Литмир - Электронная Библиотека
A
A

Форма, к которой обратился Кибиров, – это лирическая поэма, чей размах, по точной формулировке А. Л. Зорина, «определяется не событийной канвой, не поступками действующих лиц, но мощью экспрессивной волны, выдающей в авторе редкий в наши дни лирический темперамент»[11]. Соответственно, и сюжет поэмы – история Советского Союза – разворачивается не как последовательное сцепление отобранных Кибировым из истории объективно важнейших событий, а как шесть серий (если считать и «Вступление» к поэме) эмфатических авторских перечней-заклинаний, главная задача которых – поиск утраченного советского времени, а также прощанье с ним и суд над ним.
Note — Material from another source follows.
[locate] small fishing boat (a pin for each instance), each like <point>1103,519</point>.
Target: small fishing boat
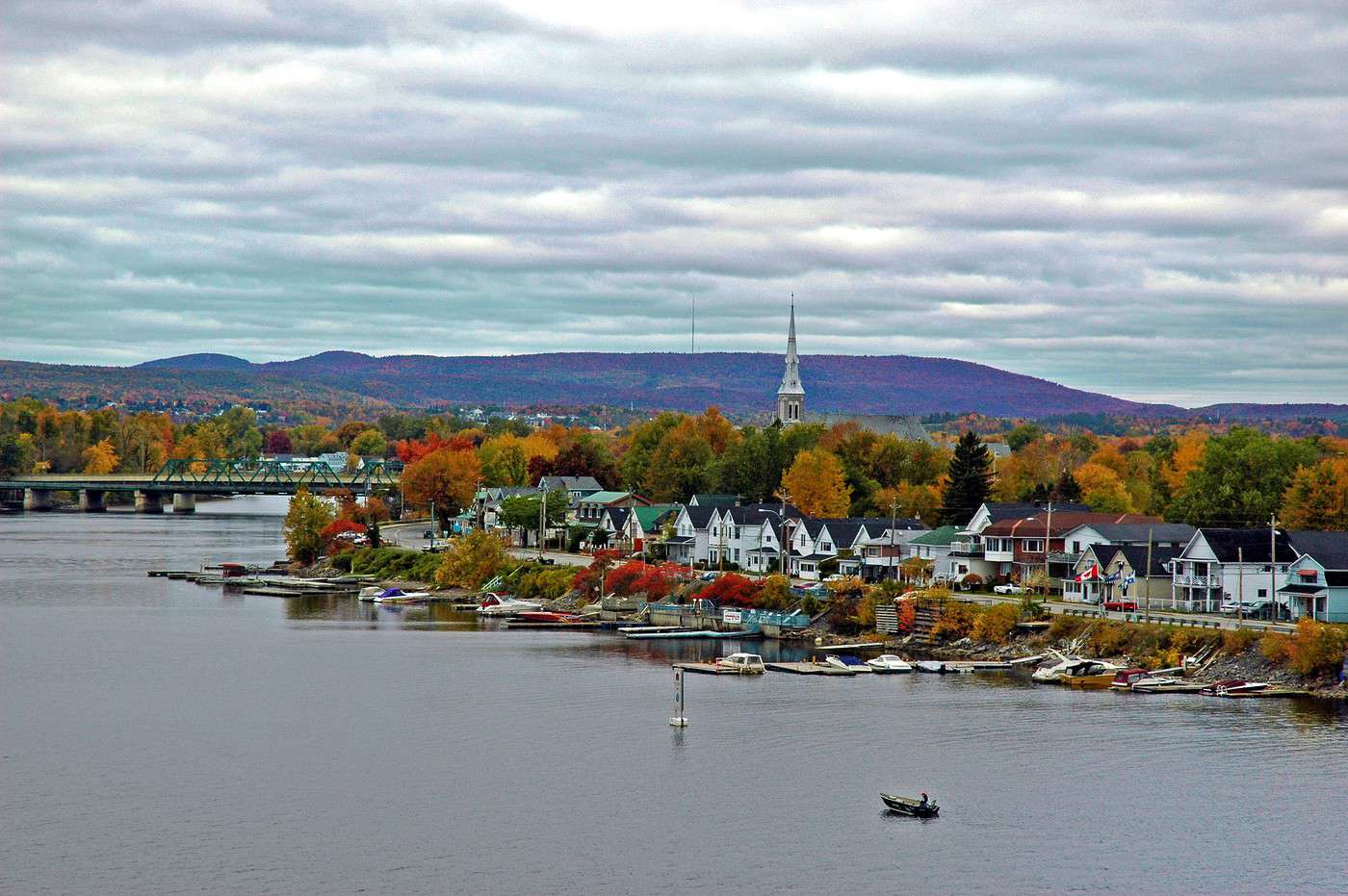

То есть сюжет в поэме «Сквозь прощальные слезы» заменяется лирической эмоцией пишущего-говорящего, прямо и демонстративно соотносимого с реальным автором поэмы. Метафора волны выше неслучайна: в одном из интервью Кибиров прямо связал свои ранние тексты большого объема с импровизационностью, стихийной песенной эмоцией, диктующей интонацию и развертывающейся в нанизывании восклицаний:

<…> именно длинные вещи пишутся на одном дыхании. Механика захлеба, инерция ритма – начали и понеслось. Слово за слово цепляется, образ за образ, звук за звук[12].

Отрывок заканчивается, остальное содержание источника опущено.